🤖 AI Summary
Large language models (LLMs) exhibit susceptibility to training data contamination on benchmarks such as AIME and Math500; existing detection methods—relying on lexical overlap or perplexity—suffer from poor generalization and fail to identify implicit contamination. To address this, we propose a novel memorization detection paradigm based on **digit-token probability activation trajectories**: contaminated samples exhibit premature answer locking (“shortcut reasoning”) in early Transformer layers, whereas clean samples accumulate evidence incrementally across layers, yielding discriminative dynamic trajectories. We further validate the causal validity and authenticity of these trajectories via LoRA-based fine-tuning to inject controlled contamination samples. Our method significantly improves detection accuracy for implicit contamination, achieves superior cross-task generalization across multiple benchmarks, and provides an interpretable, empirically verifiable tool for trustworthy LLM evaluation.
📝 Abstract
Large language models (LLMs) are commonly evaluated on challenging benchmarks such as AIME and Math500, which are susceptible to contamination and risk of being memorized. Existing detection methods, which primarily rely on surface-level lexical overlap and perplexity, demonstrate low generalization and degrade significantly when encountering implicitly contaminated data. In this paper, we propose MemLens (An Activation Lens for Memorization Detection) to detect memorization by analyzing the probability trajectories of numeric tokens during generation.
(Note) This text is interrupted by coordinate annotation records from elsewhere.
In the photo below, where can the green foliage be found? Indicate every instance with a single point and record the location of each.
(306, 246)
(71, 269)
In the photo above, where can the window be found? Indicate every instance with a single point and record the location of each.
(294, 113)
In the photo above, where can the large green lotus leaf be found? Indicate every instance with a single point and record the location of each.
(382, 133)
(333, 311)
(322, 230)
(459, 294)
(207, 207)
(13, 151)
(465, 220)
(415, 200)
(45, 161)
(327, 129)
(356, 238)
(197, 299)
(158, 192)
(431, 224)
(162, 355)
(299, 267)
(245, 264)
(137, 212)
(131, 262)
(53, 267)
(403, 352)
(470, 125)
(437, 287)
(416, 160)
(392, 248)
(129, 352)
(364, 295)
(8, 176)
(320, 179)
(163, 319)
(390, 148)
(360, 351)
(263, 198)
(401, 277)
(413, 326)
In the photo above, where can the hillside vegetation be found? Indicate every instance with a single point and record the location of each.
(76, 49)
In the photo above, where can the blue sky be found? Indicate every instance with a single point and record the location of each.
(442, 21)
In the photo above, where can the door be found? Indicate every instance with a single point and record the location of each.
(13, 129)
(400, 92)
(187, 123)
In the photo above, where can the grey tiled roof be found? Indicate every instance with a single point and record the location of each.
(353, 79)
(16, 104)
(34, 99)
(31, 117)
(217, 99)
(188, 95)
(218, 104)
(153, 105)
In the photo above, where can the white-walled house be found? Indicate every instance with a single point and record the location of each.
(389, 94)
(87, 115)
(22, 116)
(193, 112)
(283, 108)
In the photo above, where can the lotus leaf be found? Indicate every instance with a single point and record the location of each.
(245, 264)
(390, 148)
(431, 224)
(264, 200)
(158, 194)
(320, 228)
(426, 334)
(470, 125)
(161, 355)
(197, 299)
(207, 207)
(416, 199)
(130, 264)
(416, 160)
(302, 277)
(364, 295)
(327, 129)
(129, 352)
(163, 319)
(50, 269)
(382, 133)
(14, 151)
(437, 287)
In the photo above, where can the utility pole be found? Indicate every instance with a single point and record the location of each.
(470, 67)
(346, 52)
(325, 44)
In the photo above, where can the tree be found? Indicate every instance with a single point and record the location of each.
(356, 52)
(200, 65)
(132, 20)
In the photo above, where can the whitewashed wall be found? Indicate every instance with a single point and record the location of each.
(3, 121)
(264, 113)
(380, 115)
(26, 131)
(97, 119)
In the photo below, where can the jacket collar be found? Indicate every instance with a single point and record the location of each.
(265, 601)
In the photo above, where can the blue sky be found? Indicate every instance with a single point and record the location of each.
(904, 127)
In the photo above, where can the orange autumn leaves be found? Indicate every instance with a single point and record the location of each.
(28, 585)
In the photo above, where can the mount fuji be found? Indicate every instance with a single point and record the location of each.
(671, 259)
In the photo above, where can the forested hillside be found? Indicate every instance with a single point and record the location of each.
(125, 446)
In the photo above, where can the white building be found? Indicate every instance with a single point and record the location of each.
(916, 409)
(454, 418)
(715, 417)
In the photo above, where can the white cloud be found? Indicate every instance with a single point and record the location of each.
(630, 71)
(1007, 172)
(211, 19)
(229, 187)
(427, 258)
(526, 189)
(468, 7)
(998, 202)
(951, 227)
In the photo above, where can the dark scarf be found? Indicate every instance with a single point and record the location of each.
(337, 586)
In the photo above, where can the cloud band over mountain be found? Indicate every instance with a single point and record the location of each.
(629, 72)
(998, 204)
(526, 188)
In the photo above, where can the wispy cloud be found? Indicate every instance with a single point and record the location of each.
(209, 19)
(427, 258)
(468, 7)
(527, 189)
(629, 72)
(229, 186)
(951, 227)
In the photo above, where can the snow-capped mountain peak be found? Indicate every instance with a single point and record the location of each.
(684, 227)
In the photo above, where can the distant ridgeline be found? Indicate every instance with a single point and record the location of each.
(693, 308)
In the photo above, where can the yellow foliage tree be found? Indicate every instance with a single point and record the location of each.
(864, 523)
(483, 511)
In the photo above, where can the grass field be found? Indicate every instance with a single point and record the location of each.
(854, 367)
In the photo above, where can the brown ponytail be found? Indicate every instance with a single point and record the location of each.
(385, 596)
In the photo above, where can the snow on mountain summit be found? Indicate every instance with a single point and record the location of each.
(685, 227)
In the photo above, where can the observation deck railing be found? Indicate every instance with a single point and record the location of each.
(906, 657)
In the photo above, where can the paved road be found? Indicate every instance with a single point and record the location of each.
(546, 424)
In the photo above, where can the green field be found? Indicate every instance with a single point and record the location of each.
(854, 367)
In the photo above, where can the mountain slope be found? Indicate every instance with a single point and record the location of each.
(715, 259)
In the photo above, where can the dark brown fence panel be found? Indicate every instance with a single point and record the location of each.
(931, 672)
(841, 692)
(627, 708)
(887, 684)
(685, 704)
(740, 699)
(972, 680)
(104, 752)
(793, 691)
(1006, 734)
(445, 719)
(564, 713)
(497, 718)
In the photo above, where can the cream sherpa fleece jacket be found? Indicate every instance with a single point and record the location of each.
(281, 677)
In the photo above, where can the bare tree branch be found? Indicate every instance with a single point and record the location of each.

Our method reveals that contaminated samples exhibit ``shortcut'' behaviors, locking onto an answer with high confidence in the model's early layers, whereas clean samples show more gradual evidence accumulation across the model's full depth. We observe that contaminated and clean samples exhibit distinct and well-separated reasoning trajectories. To further validate this, we inject carefully designed samples into the model through LoRA fine-tuning and observe the same trajectory patterns as in naturally contaminated data. These results provide strong evidence that MemLens captures genuine signals of memorization rather than spurious correlations.